Cannabis-Impaired Driving

Driving Cannabis

That using cannabis is associated with increased automobile accidents is one of the few cannabis related issues about which there is consensus. Beyond that point of agreement, however, important related issues, such as any association with increased fatal accidents, generate more controversy. What to do about the issue is especially perplexing.

Alcohol-impaired driving has been used as the reference point. By comparison, addressing alcohol is much less complicated. Alcohol leaves the body rapidly and has no active metabolites. Blood alcohol levels are easily measured, and the related degree of impairment is well established.
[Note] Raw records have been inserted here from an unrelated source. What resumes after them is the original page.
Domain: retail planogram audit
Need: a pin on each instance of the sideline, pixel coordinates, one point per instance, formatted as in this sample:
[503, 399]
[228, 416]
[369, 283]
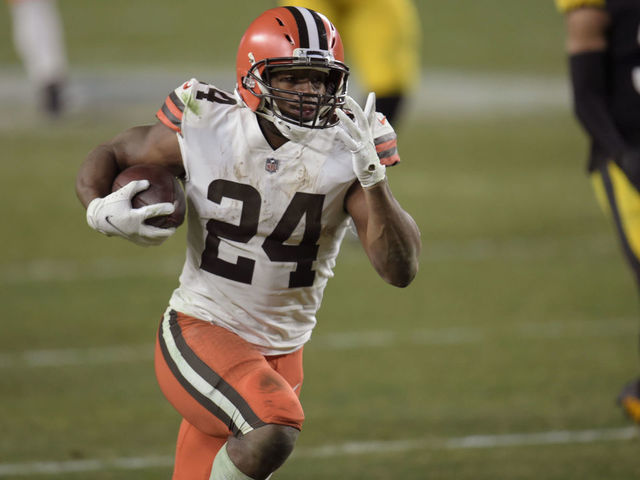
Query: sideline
[555, 437]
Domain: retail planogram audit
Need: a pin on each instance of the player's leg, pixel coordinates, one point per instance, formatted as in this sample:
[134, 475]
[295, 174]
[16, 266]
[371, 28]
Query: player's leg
[384, 38]
[619, 198]
[232, 396]
[38, 38]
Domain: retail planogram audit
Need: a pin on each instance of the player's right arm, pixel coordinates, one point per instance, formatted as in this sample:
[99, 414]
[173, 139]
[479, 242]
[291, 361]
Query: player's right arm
[112, 213]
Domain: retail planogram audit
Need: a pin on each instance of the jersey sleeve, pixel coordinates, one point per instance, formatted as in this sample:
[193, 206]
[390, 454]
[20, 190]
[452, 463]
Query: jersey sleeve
[386, 142]
[172, 111]
[568, 5]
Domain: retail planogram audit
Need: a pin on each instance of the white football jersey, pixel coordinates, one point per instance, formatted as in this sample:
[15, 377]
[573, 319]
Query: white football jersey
[264, 225]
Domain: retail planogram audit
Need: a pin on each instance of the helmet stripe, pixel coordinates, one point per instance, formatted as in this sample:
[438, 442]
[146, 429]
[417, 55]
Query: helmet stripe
[311, 28]
[322, 30]
[302, 26]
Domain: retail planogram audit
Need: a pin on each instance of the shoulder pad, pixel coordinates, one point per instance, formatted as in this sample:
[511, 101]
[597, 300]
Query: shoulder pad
[568, 5]
[384, 137]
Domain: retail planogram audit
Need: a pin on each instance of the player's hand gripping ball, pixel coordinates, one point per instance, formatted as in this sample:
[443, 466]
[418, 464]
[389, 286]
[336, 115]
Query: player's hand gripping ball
[164, 187]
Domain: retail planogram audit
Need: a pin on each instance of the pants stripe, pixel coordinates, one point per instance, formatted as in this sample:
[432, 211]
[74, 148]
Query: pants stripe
[202, 383]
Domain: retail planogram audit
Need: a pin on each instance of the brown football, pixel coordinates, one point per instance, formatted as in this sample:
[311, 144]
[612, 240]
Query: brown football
[164, 187]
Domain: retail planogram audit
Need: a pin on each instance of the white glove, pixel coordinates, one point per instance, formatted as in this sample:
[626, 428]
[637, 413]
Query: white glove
[358, 137]
[114, 215]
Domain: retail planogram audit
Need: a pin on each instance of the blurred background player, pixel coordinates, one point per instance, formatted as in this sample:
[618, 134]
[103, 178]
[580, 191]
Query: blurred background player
[39, 41]
[603, 45]
[382, 38]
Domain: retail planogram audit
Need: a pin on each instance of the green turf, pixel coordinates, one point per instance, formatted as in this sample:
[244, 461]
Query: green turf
[516, 256]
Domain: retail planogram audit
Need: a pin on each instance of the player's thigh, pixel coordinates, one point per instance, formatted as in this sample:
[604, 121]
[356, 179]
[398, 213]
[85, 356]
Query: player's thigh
[217, 380]
[382, 41]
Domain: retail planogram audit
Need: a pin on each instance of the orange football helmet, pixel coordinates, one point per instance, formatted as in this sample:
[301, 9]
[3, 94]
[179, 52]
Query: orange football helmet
[289, 38]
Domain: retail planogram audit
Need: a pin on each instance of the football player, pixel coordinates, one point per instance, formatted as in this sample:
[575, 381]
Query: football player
[382, 38]
[39, 40]
[273, 173]
[604, 61]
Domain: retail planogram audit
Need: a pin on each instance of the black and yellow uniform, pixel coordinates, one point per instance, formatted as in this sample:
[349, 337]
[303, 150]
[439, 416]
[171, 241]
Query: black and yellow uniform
[604, 61]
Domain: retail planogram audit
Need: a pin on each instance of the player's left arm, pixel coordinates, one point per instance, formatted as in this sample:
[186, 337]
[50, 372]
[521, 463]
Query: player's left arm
[389, 235]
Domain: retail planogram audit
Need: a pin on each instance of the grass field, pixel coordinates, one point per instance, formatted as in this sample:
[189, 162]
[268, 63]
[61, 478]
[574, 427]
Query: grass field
[501, 361]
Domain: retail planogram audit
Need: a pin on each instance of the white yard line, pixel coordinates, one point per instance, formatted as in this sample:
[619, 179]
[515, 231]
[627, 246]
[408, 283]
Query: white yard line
[557, 437]
[448, 336]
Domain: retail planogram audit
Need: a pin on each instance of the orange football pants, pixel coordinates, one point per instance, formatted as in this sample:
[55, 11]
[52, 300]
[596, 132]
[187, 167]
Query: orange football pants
[222, 386]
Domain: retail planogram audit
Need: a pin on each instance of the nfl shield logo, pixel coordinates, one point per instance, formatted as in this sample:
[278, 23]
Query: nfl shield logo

When it comes to cannabis, however, none of this holds true.

The situation becomes more complicated when cannabis is combined with alcohol. Well done research studies, using driving simulators, demonstrate that cannabis impaired drivers make adjustments to their driving, such as reducing their speed and increasing the distance between their car and the one in front of them. As their blood alcohol levels are raised, however, these safety compensations are diminished. As a result, mixing a small amount of alcohol and cannabis can cause greater impairment than using larger amounts of either one alone.

This year, after recreational use of cannabis was legalized in California, advertisements by vineyards encouraged wine tasting customers to enjoy the experience more by adding cannabis to the experience. As awareness of the dangers of this interaction increase, these suggestions will hopefully diminish.

Cannabis-impaired driving – The effect of legalization of cannabis on drivers

With laws being liberalized and cannabis use increasing among adults, THC has become the most frequent intoxicant found in automobile drivers. State legislatures and law enforcement agencies are scrambling for answers. Some have established zero THC levels as a standard, while others set 5 nanograms as the blood level for impairment. The problem is that THC remains in the body long after impairment is gone and there is little evidence supporting the validity of the 5 nanogram level.

The bad news is that right now, there is no solution in sight – yet another reason to lower the barriers to legitimate cannabis research to help address important issues as this one.